La Corée du Sud s'apprête à assouplir son interdiction d'investir dans les cryptomonnaies pour les entreprises, ce qui constituera un changement de politique significatif permettant d'ouvrir le marché des actifs numériques à de nouvelles institutions. La Financial Services Commission a mis à jour ses directives pour autoriser à nouveau les entreprises à investir dans les actifs cryptographiques, après une interdiction en vigueur depuis 2017.
Comme le rapporte le Seoul Economic Daily, les sociétés cotées et les investisseurs professionnels seront bientôt autorisés à investir un certain pourcentage de leurs capitaux propres dans ces actifs numériques, ce pourcentage étant fixé à 5 %. Un haut responsable de la FSC a déclaré à la publication : « les directives finales seront publiées en janvier ou février, et il sera alors possible pour une entité légale d'effectuer une transaction en monnaie virtuelle à des fins d'investissement et financières. »

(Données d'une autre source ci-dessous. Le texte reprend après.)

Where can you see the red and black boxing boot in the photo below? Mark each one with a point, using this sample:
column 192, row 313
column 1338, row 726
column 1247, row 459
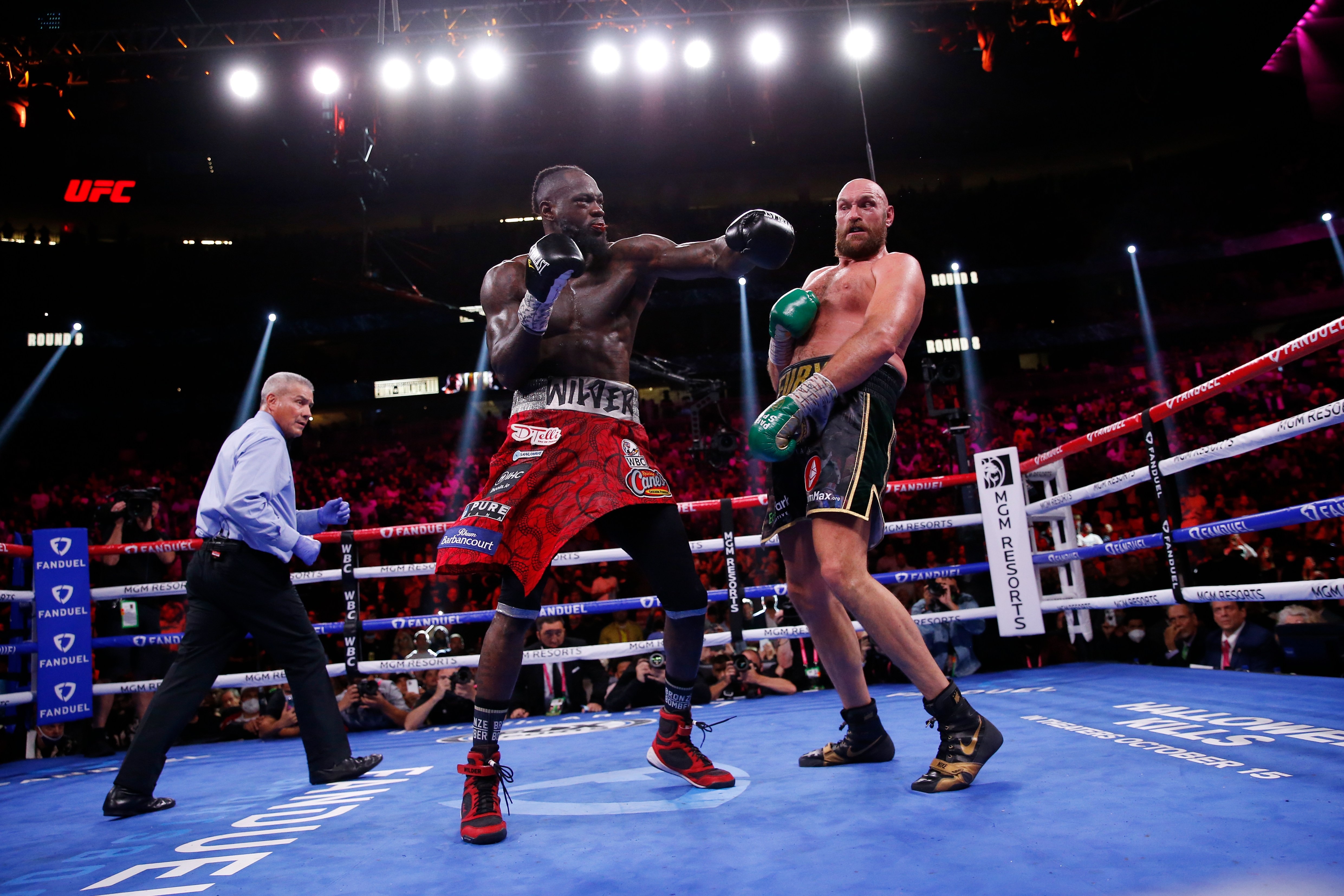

La levée de l'interdiction annule un blocage de neuf ans établi lors de l'essor des cryptomonnaies en 2017. À l'époque, le gouvernement avait restreint l'implication institutionnelle en raison de préoccupations accrues concernant les risques de blanchiment d'argent et de spéculation. Il semble plutôt que le gouvernement souhaite désormais réguler la participation des entreprises dans le secteur.
L'accès à l'investissement sera soumis à des limites strictes
La FSC entend garantir que l'utilisation des entreprises dans les investissements en cryptomonnaies soit bien gérée. Selon le cadre proposé, les entreprises ne peuvent investir que dans les 20 premières cryptomonnaies en termes de capitalisation boursière. De plus, les entreprises doivent négocier via les cinq plus grandes plateformes d'échange de Corée du Sud, réduisant ainsi le risque lié à la contrepartie dans une transaction et garantissant une supervision accrue.
Bien que les régulateurs n'aient pas encore pris de décision concernant l'inclusion de stablecoins indexés sur le dollar comme l'USDT de Tether, les stablecoins restent très sensibles dans les milieux politiques en raison de leur importance croissante dans la gestion des flux de capitaux et des paiements transfrontaliers.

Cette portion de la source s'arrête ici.